# How do I remove the front bumper?



## lala22_88 (Aug 7, 2004)

Hello, everyone. A couple of months ago, I rearended a truck, and now my front bumper has a dent in it. I got an estimate, and it'll cost about $70 and even then, it's not guaranteed to be out. My dad thinks he can knock it back out, but he can't figure out how to remove the front bumper. I have a 2001 Nissan Sentra GXE. If anyone can help, it'll be greatly appreciated. Thank you!


----------



## Flying Vv (Apr 10, 2003)

if you cant figure it out on your own, you have no place doing that. get someone who knows how to remove a bumper or let a certified mechanic or body shop specialist take care of that.


----------



## Jasper (Apr 2, 2004)

how are you gonna knock the dent out? i dont know about you, but my bumpers made of plastic


----------



## Silvspec86 (Apr 4, 2003)

yeah, bumpers ARE made out of plastic, they dont just "knock out". bumpers usually have two screws by the wheel well, one on each side holding it on, and then the plastic clips that you can see and two bolts on the bottom. the only thing you can do is fill it with bondo and repaint it, but for $70, what are you waiting for? what do you mean not guarranteed to be out??? the estimate your car based on how much it will cost to fix it, if they dont even know how to estimate, maybe you should have gone to another shop.... let insurance take care of it, thats why you pay so much money for it...


----------



## myoung (Apr 15, 2002)

Flying V said:


> if you cant figure it out on your own, you have no place doing that. get someone who knows how to remove a bumper or let a certified mechanic or body shop specialist take care of that.
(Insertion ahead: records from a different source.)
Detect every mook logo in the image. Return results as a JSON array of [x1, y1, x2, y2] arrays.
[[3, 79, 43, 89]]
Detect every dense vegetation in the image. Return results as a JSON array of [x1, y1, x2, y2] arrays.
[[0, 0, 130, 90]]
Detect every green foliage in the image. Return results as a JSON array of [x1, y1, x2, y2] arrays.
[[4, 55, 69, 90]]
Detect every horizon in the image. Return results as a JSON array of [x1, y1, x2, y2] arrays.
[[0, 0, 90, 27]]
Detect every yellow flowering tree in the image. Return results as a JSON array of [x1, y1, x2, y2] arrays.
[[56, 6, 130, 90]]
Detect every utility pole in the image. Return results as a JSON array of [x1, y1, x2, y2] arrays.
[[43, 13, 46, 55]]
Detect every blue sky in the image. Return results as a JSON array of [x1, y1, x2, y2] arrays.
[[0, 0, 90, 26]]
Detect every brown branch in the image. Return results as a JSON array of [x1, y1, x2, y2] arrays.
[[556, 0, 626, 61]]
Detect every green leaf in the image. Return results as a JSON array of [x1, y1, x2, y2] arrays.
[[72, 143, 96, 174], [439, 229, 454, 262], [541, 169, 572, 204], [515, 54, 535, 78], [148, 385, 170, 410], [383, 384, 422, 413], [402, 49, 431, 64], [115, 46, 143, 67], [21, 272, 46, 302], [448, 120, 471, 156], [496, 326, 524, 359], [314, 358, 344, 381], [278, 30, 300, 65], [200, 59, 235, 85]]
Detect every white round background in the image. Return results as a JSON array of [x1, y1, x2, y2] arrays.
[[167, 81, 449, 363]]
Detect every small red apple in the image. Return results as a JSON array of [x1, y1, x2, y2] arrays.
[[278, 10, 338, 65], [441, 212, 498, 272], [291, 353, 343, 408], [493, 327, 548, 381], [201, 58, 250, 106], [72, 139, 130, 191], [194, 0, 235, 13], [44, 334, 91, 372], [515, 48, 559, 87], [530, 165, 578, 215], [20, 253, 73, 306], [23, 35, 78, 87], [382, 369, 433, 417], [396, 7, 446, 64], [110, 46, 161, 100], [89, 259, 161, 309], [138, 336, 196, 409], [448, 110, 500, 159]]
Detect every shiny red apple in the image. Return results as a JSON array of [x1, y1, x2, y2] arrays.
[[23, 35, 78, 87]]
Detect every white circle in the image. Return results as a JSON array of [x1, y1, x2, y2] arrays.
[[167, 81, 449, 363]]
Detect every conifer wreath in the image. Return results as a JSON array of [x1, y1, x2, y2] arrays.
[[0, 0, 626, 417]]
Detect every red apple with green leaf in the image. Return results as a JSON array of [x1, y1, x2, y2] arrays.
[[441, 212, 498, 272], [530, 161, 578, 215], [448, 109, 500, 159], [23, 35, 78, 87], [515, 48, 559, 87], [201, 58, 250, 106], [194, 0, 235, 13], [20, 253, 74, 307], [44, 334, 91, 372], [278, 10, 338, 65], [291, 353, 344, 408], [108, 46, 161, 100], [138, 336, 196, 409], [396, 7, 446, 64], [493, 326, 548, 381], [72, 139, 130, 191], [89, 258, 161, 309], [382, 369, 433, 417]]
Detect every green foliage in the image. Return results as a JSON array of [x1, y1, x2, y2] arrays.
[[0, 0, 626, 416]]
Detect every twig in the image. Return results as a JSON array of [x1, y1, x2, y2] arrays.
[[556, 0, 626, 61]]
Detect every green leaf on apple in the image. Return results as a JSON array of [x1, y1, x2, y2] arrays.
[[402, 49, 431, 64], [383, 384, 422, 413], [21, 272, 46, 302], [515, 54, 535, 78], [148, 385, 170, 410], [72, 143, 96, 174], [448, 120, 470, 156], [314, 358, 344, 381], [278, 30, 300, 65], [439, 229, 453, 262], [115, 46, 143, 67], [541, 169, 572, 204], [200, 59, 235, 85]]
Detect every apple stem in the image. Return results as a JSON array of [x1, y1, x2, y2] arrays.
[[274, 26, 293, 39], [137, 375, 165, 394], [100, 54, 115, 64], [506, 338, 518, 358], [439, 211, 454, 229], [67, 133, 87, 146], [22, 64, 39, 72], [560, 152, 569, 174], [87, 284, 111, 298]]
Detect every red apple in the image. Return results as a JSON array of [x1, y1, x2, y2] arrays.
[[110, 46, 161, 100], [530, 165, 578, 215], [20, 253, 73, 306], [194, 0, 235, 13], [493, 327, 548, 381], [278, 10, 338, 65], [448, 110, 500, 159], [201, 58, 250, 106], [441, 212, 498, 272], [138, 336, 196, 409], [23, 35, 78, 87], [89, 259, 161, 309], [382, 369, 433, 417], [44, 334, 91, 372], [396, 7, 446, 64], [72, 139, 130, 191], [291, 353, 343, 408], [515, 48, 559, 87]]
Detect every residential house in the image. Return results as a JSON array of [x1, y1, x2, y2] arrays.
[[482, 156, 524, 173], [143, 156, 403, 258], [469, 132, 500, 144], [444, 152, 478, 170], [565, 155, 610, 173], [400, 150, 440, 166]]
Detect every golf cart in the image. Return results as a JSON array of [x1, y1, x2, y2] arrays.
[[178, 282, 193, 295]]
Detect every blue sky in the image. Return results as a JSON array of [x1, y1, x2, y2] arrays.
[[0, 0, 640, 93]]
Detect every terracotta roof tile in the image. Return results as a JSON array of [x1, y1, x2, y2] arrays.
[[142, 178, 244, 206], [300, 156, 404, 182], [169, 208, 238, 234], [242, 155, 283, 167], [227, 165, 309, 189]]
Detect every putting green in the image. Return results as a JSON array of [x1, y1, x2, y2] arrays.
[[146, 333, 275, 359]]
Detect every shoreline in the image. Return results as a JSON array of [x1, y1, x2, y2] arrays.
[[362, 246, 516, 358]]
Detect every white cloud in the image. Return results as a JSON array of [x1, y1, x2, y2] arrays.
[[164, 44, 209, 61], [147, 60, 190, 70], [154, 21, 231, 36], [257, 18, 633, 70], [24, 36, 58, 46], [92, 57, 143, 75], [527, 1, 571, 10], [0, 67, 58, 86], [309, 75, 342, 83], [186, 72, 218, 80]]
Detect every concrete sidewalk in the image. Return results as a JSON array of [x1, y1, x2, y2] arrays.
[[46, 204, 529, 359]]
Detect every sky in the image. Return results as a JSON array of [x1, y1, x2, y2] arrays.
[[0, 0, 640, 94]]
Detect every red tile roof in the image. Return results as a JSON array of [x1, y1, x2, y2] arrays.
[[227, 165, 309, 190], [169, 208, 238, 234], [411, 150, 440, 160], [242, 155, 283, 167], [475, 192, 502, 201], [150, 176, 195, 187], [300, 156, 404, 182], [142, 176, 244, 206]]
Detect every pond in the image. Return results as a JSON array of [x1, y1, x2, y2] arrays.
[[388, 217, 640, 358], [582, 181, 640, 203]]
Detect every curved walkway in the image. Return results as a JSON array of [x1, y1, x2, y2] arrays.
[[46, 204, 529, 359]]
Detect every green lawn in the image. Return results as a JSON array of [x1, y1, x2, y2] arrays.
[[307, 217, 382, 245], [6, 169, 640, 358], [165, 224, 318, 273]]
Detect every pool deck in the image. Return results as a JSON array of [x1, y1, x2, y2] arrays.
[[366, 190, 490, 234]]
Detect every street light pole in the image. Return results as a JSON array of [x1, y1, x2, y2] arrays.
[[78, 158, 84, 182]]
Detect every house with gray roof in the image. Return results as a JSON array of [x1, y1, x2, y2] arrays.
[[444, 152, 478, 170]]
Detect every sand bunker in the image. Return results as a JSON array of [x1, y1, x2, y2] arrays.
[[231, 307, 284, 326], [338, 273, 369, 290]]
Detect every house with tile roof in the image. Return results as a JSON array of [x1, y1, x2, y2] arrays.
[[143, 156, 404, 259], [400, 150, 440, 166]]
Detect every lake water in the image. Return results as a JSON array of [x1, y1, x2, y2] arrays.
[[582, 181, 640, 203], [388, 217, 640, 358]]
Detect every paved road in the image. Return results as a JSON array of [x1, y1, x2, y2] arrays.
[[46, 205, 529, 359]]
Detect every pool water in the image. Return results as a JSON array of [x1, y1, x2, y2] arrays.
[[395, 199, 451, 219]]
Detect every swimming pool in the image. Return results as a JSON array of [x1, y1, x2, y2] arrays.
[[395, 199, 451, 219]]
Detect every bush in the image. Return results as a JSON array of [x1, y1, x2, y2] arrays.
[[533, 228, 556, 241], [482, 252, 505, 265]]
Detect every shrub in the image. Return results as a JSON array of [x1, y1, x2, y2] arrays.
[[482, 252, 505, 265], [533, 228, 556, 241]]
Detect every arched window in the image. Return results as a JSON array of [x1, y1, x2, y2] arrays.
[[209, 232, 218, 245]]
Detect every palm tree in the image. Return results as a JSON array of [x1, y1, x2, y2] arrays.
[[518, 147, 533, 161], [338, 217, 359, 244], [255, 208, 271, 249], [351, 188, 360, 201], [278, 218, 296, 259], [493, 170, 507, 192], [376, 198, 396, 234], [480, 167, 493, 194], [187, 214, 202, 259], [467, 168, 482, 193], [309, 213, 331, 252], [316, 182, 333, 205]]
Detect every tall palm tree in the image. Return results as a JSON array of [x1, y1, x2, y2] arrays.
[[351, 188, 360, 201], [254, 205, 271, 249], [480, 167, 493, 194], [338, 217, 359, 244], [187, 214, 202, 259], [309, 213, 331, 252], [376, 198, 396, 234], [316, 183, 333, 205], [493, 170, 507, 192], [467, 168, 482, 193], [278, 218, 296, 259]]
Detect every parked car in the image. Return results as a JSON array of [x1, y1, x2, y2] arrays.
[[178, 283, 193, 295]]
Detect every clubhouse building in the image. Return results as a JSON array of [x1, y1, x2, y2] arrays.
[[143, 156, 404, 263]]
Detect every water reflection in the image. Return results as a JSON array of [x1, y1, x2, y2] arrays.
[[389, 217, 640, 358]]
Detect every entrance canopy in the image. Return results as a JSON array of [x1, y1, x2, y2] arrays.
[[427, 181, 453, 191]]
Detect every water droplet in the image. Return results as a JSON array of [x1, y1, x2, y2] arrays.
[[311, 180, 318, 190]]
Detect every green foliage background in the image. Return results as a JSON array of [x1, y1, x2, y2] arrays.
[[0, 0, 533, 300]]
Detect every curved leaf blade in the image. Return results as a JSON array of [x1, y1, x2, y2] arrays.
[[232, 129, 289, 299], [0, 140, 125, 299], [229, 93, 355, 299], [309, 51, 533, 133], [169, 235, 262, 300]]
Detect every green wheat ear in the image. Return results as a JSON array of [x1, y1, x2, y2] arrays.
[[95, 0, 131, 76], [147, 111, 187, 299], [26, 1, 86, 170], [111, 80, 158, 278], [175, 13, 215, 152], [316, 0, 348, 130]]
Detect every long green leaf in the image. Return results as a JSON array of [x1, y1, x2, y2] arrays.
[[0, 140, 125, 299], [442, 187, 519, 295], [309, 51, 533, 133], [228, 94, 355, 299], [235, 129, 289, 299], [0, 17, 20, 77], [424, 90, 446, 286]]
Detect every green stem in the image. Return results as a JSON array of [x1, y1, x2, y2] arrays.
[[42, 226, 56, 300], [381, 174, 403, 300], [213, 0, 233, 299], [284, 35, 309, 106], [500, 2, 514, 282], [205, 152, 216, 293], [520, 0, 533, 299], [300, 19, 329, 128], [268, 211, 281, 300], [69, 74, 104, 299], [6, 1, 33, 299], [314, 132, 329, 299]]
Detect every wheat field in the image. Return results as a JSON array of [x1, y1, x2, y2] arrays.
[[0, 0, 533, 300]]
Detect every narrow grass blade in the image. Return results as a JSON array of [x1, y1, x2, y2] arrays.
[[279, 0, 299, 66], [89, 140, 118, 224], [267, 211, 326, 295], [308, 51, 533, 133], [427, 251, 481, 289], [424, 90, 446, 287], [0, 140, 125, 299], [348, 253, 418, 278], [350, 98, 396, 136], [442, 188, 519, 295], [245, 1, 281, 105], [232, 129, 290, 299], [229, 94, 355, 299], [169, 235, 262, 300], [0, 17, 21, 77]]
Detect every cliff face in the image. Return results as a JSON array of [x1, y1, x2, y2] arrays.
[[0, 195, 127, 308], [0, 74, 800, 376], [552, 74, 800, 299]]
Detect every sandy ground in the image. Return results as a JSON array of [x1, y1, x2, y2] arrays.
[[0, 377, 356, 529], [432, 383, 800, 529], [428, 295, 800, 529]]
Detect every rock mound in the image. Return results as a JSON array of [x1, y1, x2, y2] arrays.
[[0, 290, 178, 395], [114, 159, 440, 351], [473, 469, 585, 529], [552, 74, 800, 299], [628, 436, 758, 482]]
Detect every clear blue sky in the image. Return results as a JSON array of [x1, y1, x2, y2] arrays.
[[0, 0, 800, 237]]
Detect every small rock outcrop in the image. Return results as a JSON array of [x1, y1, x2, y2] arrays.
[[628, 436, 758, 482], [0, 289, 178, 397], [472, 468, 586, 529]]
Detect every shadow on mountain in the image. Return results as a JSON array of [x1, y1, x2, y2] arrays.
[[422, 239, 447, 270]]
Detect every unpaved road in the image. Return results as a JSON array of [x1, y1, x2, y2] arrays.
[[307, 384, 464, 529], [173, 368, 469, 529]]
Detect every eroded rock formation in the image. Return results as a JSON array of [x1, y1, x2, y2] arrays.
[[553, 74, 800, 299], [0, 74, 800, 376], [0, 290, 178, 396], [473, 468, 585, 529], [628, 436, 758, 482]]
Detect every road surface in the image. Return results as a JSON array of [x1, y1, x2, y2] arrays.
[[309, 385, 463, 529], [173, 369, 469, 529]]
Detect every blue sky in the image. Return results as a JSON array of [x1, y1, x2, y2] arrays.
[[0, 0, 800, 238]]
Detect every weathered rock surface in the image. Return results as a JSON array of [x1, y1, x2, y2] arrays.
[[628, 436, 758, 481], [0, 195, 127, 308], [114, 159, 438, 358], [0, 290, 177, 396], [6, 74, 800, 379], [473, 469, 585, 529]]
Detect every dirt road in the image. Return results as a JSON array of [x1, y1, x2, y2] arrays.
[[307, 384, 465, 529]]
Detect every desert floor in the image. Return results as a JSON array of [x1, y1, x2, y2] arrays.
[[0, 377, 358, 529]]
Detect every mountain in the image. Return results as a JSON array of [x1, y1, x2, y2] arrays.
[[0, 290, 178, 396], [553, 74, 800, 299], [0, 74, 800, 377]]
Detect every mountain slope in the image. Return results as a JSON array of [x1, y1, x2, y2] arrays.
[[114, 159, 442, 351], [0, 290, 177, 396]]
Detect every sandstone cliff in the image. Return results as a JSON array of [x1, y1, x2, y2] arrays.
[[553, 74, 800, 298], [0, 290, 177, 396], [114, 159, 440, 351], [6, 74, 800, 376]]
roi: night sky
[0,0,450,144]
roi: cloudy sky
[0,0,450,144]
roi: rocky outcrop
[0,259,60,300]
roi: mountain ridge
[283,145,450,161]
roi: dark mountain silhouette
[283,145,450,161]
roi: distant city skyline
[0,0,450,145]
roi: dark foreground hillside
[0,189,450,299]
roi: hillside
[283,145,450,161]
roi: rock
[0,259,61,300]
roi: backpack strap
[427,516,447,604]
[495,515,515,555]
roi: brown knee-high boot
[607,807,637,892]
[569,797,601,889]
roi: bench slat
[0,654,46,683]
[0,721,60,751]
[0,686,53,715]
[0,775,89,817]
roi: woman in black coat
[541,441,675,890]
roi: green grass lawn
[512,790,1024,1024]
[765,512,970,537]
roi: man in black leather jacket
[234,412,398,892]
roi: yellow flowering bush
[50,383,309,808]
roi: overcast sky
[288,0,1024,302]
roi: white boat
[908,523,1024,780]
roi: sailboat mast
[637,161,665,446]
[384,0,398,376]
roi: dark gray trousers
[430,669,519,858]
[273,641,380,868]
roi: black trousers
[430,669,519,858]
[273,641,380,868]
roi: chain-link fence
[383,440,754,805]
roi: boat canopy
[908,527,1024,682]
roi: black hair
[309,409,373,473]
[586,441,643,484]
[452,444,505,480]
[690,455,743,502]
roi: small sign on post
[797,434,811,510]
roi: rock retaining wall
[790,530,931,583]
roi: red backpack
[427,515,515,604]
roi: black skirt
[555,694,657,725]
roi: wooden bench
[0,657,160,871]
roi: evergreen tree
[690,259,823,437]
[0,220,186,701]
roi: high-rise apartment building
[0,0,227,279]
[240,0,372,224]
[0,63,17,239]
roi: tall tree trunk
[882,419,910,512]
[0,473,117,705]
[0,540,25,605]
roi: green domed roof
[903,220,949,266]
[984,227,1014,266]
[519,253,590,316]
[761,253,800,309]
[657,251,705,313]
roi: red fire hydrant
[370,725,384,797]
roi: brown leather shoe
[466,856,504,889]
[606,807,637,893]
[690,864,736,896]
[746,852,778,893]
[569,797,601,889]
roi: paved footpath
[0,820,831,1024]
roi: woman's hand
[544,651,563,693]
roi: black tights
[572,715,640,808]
and you have never asked for any help on things you had never done I suppose...  either be helpful or don't post in the thread.


----------



## myoung (Apr 15, 2002)

Jasper said:


> how are you gonna knock the dent out? i dont know about you, but my bumpers made of plastic


well it might be bubbled in..he could push it out, but its still going to leave nasty creases.

There should be some bolts on each side,, not compeltely sure about the B15 but they might be under the wheel well covers, just gonna have to crawl under there and look... I'm sure a helpful B15 owner will help you out.....good luck


----------



## Zac (Mar 10, 2004)

I'de just pay the 70 bucks...he may do more damage than help...and 70 bucks isnt much at all. I believe the bumper needs to be actually heated up in order to rebend it and of course painted after that. If you try to just knock it back out, you may actually crack it and then well, it will be a lot more than 70. If you are still going for it, I dunno about the GXE, but the SE-R has a few screws at the end of the tip of the bumper. I cant really describe it but I think you manual has a diagram to remove it. If not, well then I'm sure you could find one online.


----------



## Flying Vv (Apr 10, 2003)

myoung said:


> and you have never asked for any help on things you had never done I suppose...  either be helpful or don't post in the thread.


 no, but i dont want to have him come back on here regretting taking the bumper off because he messed up. i've screwed up before too, we all have. i just regret not atleast getting some help from an experienced mechanic


lemme fix what i said. find an experienced person to help you do this.


----------